Proposals from Argentina, Bolivia, and Peru for a limited and controlled trade in sheared wool, cloth, and handicraft products from wild vicuna were adopted, but with a zero quota for the Bolivian population and other safeguards. The EU supported the proposals on the basis of the scientific evidence and after detailed discussions with the range states on their internal controls.

Finland withdrew from a proposal, which they had submitted jointly with Bulgaria and Jordan, to transfer all populations of the European Brown Bear from Appendix II to Appendix I. Most range states, including Russia, strongly opposed the proposal. In a series of votes, the Conference rejected the original proposal and subsequent amendments which would have confined its application to specific populations. In the absence of a common position, the UK and other EU Member States abstained on the first vote. Member States opposed the amended proposals which would have been impossible to enforce.

The UK and other EU Member States strongly supported a proposal from the USA and Bolivia to include Big Leaf Mahogany on Appendix II of the Convention. However, as in 1994, this was rejected by the Conference. Instead, a working group will examine ways of protecting this species from unsustainable logging.

In total, conference decisions will result in stricter controls on 17 species; one of these will transfer from Appendix III of the Convention to Appendix II, three from Appendix II to Appendix I, and thirteen will be added to the Convention for the first time. Less strict controls will apply to six species which will move from Appendix I to Appendix II. A further eleven species, which are presently on Appendix II but not in international trade, will be removed from the Convention altogether.
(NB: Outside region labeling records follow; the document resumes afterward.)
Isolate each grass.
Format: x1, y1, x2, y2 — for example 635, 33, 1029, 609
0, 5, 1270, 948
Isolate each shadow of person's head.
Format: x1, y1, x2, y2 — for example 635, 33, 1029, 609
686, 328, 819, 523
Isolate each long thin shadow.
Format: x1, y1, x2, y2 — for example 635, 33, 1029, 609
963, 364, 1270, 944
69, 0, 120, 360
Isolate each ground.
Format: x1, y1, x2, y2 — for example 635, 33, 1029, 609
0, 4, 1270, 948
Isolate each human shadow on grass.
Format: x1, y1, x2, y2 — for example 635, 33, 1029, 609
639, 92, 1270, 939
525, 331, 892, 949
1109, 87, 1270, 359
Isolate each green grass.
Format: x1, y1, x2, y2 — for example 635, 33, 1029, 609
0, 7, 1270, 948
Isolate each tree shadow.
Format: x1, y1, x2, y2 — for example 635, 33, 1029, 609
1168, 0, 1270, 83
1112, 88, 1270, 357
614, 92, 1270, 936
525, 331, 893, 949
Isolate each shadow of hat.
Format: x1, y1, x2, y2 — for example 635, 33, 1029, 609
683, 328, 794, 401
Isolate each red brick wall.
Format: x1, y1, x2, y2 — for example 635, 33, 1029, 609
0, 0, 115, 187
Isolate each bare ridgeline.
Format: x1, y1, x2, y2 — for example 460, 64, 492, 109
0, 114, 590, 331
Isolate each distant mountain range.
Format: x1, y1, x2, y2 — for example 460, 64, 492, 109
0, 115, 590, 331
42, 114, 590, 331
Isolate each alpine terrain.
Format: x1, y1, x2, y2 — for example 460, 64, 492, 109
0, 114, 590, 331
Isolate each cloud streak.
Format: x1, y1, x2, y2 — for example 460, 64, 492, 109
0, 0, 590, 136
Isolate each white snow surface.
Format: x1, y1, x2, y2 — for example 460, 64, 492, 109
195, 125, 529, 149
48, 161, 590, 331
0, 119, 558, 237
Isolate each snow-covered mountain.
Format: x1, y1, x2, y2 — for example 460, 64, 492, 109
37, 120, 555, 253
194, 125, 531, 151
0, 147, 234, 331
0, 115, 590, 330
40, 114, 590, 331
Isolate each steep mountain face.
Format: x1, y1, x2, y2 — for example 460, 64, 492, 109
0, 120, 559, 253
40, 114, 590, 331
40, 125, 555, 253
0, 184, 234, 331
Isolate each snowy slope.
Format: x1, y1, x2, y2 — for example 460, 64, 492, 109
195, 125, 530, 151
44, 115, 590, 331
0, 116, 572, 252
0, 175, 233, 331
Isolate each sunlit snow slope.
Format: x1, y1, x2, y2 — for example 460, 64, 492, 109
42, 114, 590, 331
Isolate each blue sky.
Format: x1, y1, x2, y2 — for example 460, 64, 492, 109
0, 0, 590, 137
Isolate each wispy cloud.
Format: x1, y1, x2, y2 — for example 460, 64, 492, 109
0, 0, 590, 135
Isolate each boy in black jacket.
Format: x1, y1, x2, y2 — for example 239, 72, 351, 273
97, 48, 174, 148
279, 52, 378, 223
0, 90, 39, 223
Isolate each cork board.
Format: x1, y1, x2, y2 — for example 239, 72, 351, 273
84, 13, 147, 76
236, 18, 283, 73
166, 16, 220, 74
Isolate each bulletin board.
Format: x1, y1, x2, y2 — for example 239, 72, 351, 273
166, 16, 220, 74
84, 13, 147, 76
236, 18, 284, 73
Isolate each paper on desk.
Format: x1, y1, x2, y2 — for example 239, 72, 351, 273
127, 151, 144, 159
Controls will also be removed from over a thousand artificially propagated hybrid plants widely sold through retail outlets.

With UK support, the Conference adopted an important initiative by tiger range states for stronger action to protect this critically endangered species. As the new Chair of the Convention's Standing Committee, we will ensure there are opportunities to discuss progress before the next Conference.

A proposal by the USA to establish a permanent Enforcement Working Group was rejected despite strong UK support, but Customs and Police members of the UK delegation organised an enforcement workshop during the Conference to discuss training, information exchange and co-operation between agencies. Several other countries took part, including the USA, Canada, South Africa, Mexico and a number of EU Member States.

The UK delegation also played an active role in discussions on other key issues, chairing a working group which produced an action plan to implement the findings of a report on the effectiveness of CITES, and a resolution calling for increased co-operation between CITES and other conventions, in particular, the Biodiversity Convention. The UK also brokered a compromise agreement on the Convention's budget over the next three years which will allow extra work to be done whilst limiting the overall increase in contributions to 5 per cent. An offer by the UK, strongly supported by the EU to host the next conference, was narrowly rejected in favour of Indonesia.

The United Kingdom was elected to Chair the Convention's Standing Committee which will be taking major decisions on behalf of all the Parties in the period before the next Conference in two and a half years.